Pierre Patrolin, J’ai décidé d’arrêter d’écrire — Rentrée 2018

La mala­die de l’écriture

Pierre Patro­lin — ou son nar­ra­teur — a décidé d’arrêter d’écrire. Mais que le lec­teur se ras­sure, l’auteur ne l’a pas encore fait. Et son livre reste cer­tai­ne­ment un des plus beaux et réus­sis de la ren­trée. Il existe là une dérive, une des­cende, un aban­don façon d’éveillé, façon d’endormi comme aurait dit Michaux. L’abstinent est drôle, tou­chant et dolent. Sa mala­die de l’écriture le pousse, dès qu’il a déchiré une page en se pro­met­tant de ne plus y tou­cher, à remettre ça. Chaque fois, c’est en sub­stance : « gar­çon l’addiction ! »
Dès lors, entre l’histoire qu’il concocte, ses lec­tures et ses actes de contri­tion, la vie va et le work in pro­gress de même. D’autant que l’auteur s’est aperçu qu’en s’interdisant d’inventer une fic­tion il se condam­nait « à pou­voir seule­ment énon­cer l’ébauche d’un récit ». Qu’à cela ne tienne : vogue l’histoire d’une rivière sans retour ou du fleuve amour. Elle se fau­file en méandres dans l’espace men­tal et gra­pho­ma­niaque du vel­léi­taire endurci.
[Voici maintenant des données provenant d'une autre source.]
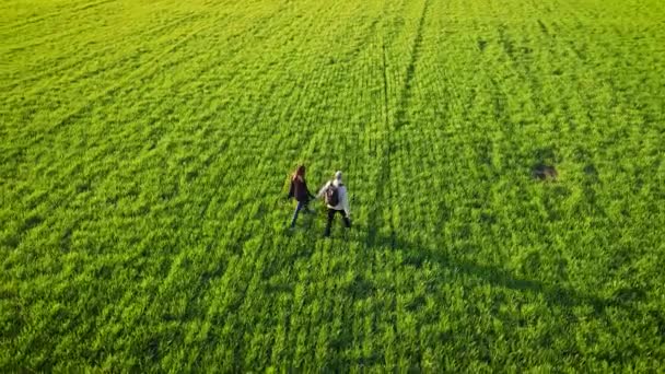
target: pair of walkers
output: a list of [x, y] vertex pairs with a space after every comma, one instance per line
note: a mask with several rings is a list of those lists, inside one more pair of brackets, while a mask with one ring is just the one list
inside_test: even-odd
[[332, 220], [337, 213], [341, 214], [342, 220], [347, 227], [351, 227], [351, 219], [349, 211], [349, 198], [347, 194], [347, 187], [341, 180], [341, 172], [335, 173], [335, 177], [328, 180], [324, 187], [318, 191], [316, 196], [310, 192], [307, 188], [307, 182], [305, 180], [305, 166], [300, 165], [293, 175], [291, 176], [291, 186], [289, 188], [289, 198], [295, 198], [298, 206], [293, 212], [293, 219], [291, 220], [291, 229], [295, 227], [295, 221], [301, 211], [305, 213], [314, 213], [310, 209], [310, 201], [324, 197], [326, 207], [328, 208], [328, 221], [326, 223], [326, 231], [324, 236], [330, 236], [330, 229], [332, 227]]

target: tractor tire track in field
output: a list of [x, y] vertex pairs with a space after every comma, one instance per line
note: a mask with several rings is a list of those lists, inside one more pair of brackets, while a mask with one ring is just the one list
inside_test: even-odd
[[[430, 8], [430, 0], [424, 0], [422, 5], [422, 11], [420, 12], [420, 16], [418, 19], [418, 24], [416, 27], [416, 36], [413, 37], [413, 42], [411, 44], [411, 52], [409, 62], [406, 67], [406, 77], [404, 80], [402, 89], [399, 93], [399, 97], [396, 103], [395, 115], [390, 116], [390, 103], [389, 103], [389, 90], [388, 90], [388, 65], [387, 65], [387, 51], [386, 51], [386, 30], [384, 26], [384, 35], [382, 42], [382, 61], [383, 61], [383, 89], [384, 89], [384, 130], [385, 135], [385, 147], [383, 148], [383, 154], [380, 154], [381, 157], [381, 173], [378, 180], [376, 182], [376, 199], [375, 201], [387, 201], [387, 207], [395, 203], [395, 194], [393, 192], [393, 188], [389, 185], [392, 179], [392, 157], [390, 153], [393, 152], [393, 133], [395, 130], [399, 130], [399, 128], [406, 122], [406, 107], [409, 98], [409, 93], [411, 91], [411, 85], [413, 84], [413, 79], [416, 75], [416, 63], [420, 59], [420, 51], [422, 49], [422, 34], [424, 27], [424, 21]], [[374, 210], [372, 214], [370, 214], [370, 226], [368, 229], [368, 244], [370, 246], [374, 245], [388, 245], [390, 248], [395, 249], [397, 246], [397, 237], [396, 237], [396, 227], [394, 222], [394, 214], [390, 208], [389, 210], [389, 235], [386, 239], [378, 239], [380, 235], [377, 235], [378, 217], [380, 211]], [[377, 242], [385, 243], [377, 243]]]
[[420, 59], [420, 52], [422, 49], [422, 31], [424, 27], [424, 19], [427, 17], [428, 10], [430, 8], [430, 1], [425, 0], [422, 5], [422, 12], [420, 13], [420, 17], [418, 19], [418, 26], [416, 28], [416, 36], [413, 37], [413, 42], [411, 44], [411, 55], [409, 59], [409, 63], [407, 65], [406, 77], [404, 80], [404, 86], [401, 89], [401, 95], [399, 96], [399, 102], [397, 102], [397, 112], [395, 114], [395, 129], [399, 129], [406, 122], [406, 108], [407, 101], [409, 100], [409, 93], [411, 92], [411, 86], [413, 85], [413, 79], [416, 77], [416, 63]]

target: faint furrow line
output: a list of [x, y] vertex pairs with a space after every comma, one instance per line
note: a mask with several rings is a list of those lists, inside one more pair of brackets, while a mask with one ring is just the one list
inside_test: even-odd
[[429, 7], [430, 0], [425, 0], [422, 7], [422, 12], [420, 13], [420, 17], [418, 19], [418, 27], [416, 28], [416, 36], [413, 37], [413, 42], [411, 44], [411, 55], [409, 63], [407, 65], [406, 78], [399, 102], [397, 103], [397, 113], [395, 115], [394, 124], [396, 129], [404, 126], [406, 121], [406, 107], [409, 100], [409, 93], [411, 92], [411, 86], [413, 85], [413, 79], [416, 78], [416, 63], [420, 59], [420, 51], [422, 49], [422, 33]]
[[[96, 7], [103, 5], [103, 4], [108, 3], [108, 2], [114, 2], [114, 1], [117, 1], [117, 0], [100, 0], [100, 1], [95, 1], [95, 2], [89, 2], [86, 4], [83, 4], [81, 7], [72, 9], [68, 14], [71, 15], [71, 16], [74, 16], [74, 15], [77, 15], [77, 13], [80, 13], [80, 12], [85, 11], [88, 9], [96, 8]], [[26, 26], [26, 25], [30, 25], [30, 24], [33, 24], [33, 23], [38, 23], [38, 22], [42, 22], [42, 21], [45, 21], [45, 20], [48, 20], [48, 19], [55, 19], [55, 17], [59, 17], [59, 16], [62, 16], [62, 11], [57, 11], [57, 12], [52, 12], [52, 13], [49, 13], [49, 14], [44, 14], [44, 15], [38, 16], [38, 17], [32, 17], [32, 19], [27, 19], [27, 20], [22, 20], [20, 22], [13, 23], [13, 24], [5, 25], [4, 27], [0, 28], [0, 31], [11, 31], [11, 33], [16, 33], [18, 32], [18, 30], [16, 30], [18, 27]]]
[[[175, 26], [177, 26], [178, 24], [180, 24], [180, 23], [183, 23], [183, 22], [186, 22], [187, 20], [190, 20], [190, 19], [195, 17], [196, 15], [197, 15], [197, 14], [188, 14], [188, 15], [186, 15], [186, 16], [183, 16], [183, 17], [179, 17], [179, 19], [176, 19], [176, 20], [174, 20], [174, 21], [172, 21], [172, 22], [170, 22], [170, 23], [167, 23], [167, 24], [165, 24], [165, 25], [161, 25], [161, 26], [155, 27], [155, 28], [153, 28], [153, 30], [151, 30], [151, 31], [148, 31], [148, 32], [145, 32], [145, 33], [142, 33], [142, 34], [141, 34], [141, 37], [143, 37], [143, 38], [144, 38], [144, 37], [147, 37], [147, 36], [154, 35], [154, 34], [156, 34], [156, 33], [160, 33], [160, 32], [161, 32], [161, 31], [163, 31], [163, 30], [167, 30], [167, 28], [171, 28], [171, 27], [175, 27]], [[39, 70], [39, 72], [38, 72], [38, 73], [36, 73], [36, 74], [32, 75], [32, 77], [26, 77], [26, 78], [23, 78], [23, 79], [21, 79], [21, 80], [14, 81], [12, 85], [7, 85], [7, 86], [4, 87], [4, 90], [5, 90], [5, 91], [10, 91], [10, 90], [15, 90], [15, 89], [23, 89], [22, 86], [24, 86], [24, 85], [25, 85], [26, 83], [28, 83], [28, 82], [35, 82], [35, 81], [38, 81], [38, 80], [40, 80], [40, 79], [43, 79], [43, 78], [45, 78], [45, 77], [52, 77], [52, 75], [57, 75], [58, 73], [60, 73], [60, 72], [62, 72], [62, 71], [66, 71], [66, 72], [67, 72], [67, 71], [71, 70], [72, 68], [78, 67], [78, 66], [81, 63], [81, 61], [92, 61], [92, 60], [95, 60], [97, 57], [100, 57], [100, 56], [104, 56], [104, 55], [107, 55], [107, 52], [108, 52], [108, 51], [110, 51], [110, 50], [116, 50], [116, 49], [117, 49], [117, 47], [116, 47], [115, 45], [109, 44], [107, 47], [102, 48], [102, 49], [98, 49], [98, 50], [96, 50], [96, 51], [94, 51], [94, 52], [92, 52], [92, 54], [90, 54], [90, 55], [82, 56], [82, 57], [80, 57], [80, 58], [78, 58], [78, 59], [75, 59], [75, 60], [71, 61], [70, 63], [55, 66], [52, 69]], [[136, 56], [136, 54], [135, 54], [135, 55], [132, 55], [132, 56], [127, 56], [127, 57], [125, 57], [125, 58], [122, 58], [122, 59], [120, 59], [120, 60], [116, 60], [116, 61], [114, 61], [114, 62], [109, 63], [108, 68], [107, 68], [107, 69], [104, 69], [104, 70], [108, 70], [108, 69], [110, 69], [110, 68], [113, 68], [113, 67], [117, 66], [117, 65], [118, 65], [118, 62], [120, 62], [120, 63], [121, 63], [121, 62], [124, 62], [124, 61], [126, 61], [126, 60], [130, 60], [130, 59], [131, 59], [133, 56]], [[154, 60], [154, 59], [153, 59], [153, 60]], [[102, 68], [101, 68], [101, 69], [102, 69]], [[88, 72], [81, 71], [81, 72], [77, 73], [75, 75], [72, 75], [71, 78], [69, 78], [69, 80], [70, 80], [70, 81], [71, 81], [71, 80], [77, 80], [77, 79], [79, 79], [80, 77], [85, 75], [85, 74], [88, 74]], [[33, 91], [30, 91], [30, 92], [24, 92], [24, 93], [23, 93], [23, 96], [25, 96], [25, 95], [37, 95], [37, 94], [43, 93], [43, 92], [45, 92], [45, 91], [46, 91], [46, 89], [33, 90]]]
[[[173, 44], [170, 48], [167, 48], [165, 51], [163, 51], [162, 54], [155, 56], [152, 60], [148, 61], [143, 69], [137, 69], [135, 70], [132, 73], [129, 73], [127, 75], [125, 75], [125, 79], [121, 81], [118, 81], [115, 84], [112, 84], [110, 86], [108, 86], [107, 89], [101, 91], [101, 93], [88, 98], [82, 105], [80, 105], [78, 108], [71, 110], [70, 113], [66, 114], [62, 118], [60, 118], [59, 120], [57, 120], [50, 128], [46, 129], [45, 131], [40, 132], [38, 136], [36, 136], [33, 141], [31, 142], [31, 144], [35, 144], [39, 141], [42, 141], [42, 139], [44, 139], [45, 136], [54, 133], [55, 131], [57, 131], [58, 129], [60, 129], [62, 126], [67, 125], [68, 122], [70, 122], [72, 119], [74, 119], [78, 115], [82, 114], [83, 112], [85, 112], [86, 109], [89, 109], [92, 105], [92, 103], [100, 101], [101, 98], [105, 97], [105, 96], [109, 96], [112, 95], [114, 92], [120, 90], [122, 86], [125, 86], [125, 82], [127, 81], [131, 81], [133, 79], [137, 79], [139, 77], [141, 77], [147, 70], [154, 68], [153, 62], [159, 61], [162, 59], [162, 57], [170, 55], [171, 52], [173, 52], [175, 49], [177, 49], [180, 45], [187, 43], [189, 39], [191, 39], [194, 36], [196, 36], [198, 33], [200, 33], [201, 31], [203, 31], [207, 27], [201, 27], [199, 30], [196, 30], [191, 33], [189, 33], [187, 36], [183, 37], [180, 40], [176, 42], [175, 44]], [[154, 69], [154, 73], [156, 73], [158, 69]]]

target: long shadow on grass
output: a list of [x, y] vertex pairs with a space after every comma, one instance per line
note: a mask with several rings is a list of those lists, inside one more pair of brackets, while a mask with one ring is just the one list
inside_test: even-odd
[[[548, 284], [542, 281], [523, 278], [499, 266], [483, 265], [463, 258], [455, 258], [443, 250], [429, 248], [417, 243], [395, 237], [380, 237], [374, 248], [393, 248], [401, 250], [404, 264], [416, 268], [422, 267], [425, 261], [439, 264], [442, 268], [454, 269], [456, 272], [491, 283], [492, 285], [512, 289], [516, 291], [540, 294], [550, 305], [557, 305], [567, 309], [574, 306], [587, 305], [600, 315], [608, 307], [623, 309], [632, 316], [641, 315], [634, 304], [643, 301], [646, 294], [640, 289], [622, 289], [614, 294], [611, 299], [603, 299], [596, 295], [579, 292], [567, 287]], [[665, 317], [660, 311], [651, 311], [649, 315], [656, 322], [658, 331], [665, 334]]]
D’autant que tout est bon pour l’écrivaillon (mais qui vaut bien mieux que ça) : renon­çant au crayon, il passe au stylo puis à des tech­no­lo­gies plus moder­nistes afin de racon­ter l’histoire de la si reine qui « reste long­temps immo­bile dans l’eau, les fesses dans la rivière ». Elle semble ne pas avoir autre chose à faire, fidèle en cela à son nar­ra­teur qui, d’une lec­ture et d’un verre aux autres, pour­suit en fidé­lité à Barthes un récit qui est une grande phrase ou une grande phrase qui est un petit récit.
Force lui est de consta­ter, au fur et à mesure de l’écriture, qu’il avance en tex­tuo­gra­phie en s’enrichissant sans cesse de ses lec­tures mais ce qui ne va pas sans ava­nies. Qu’une femme apprenne à jouir dans un de ces gra­pillages livresques lui fait perdre le fil, si bien que la mule de son récit avance tant bien que mal jusqu’à ce qu’une fin impré­vue arrive. Mais elle ne clôt pas pour autant le livre.

Car le réel existe avec Jac­que­line l’aimante, un trai­te­ment de texte qui fait par­fois des siennes et où la plume qui le rem­place sèche. D’où cer­taines pertes sèches et d’autres dans le lit de la rivière jusqu’à ce que, enfin, tout finisse comme cela a com­mencé : en queue de pois­son — ce qui est nor­mal pour un roman en dérive.
Et l’exercice de la cita­tion per­met de tirer le rideau. Et ce, au moyen de deux livres for­cé­ment phare : « Le Dénoue­ment » et « Le Monde comme volonté et comme repré­sen­ta­tion ». A l’aube du néant plus ou moins caressé, Scho­pen­hauer est une aubaine. De plus, quand le livre se ter­mine nous sommes ras­su­rés : Pierre Patro­lin va conti­nuer à en écrire. Ce qui est ter­rible pour lui et par­fait pour le lecteur.

jean-paul gavard-perret

Pierre Patro­lin,  J’ai décidé d’arrêter d’écrire, P.O.L édi­tions, Paris,  172 p. — 17, 00 €. A paraître le 4 octobre 2018.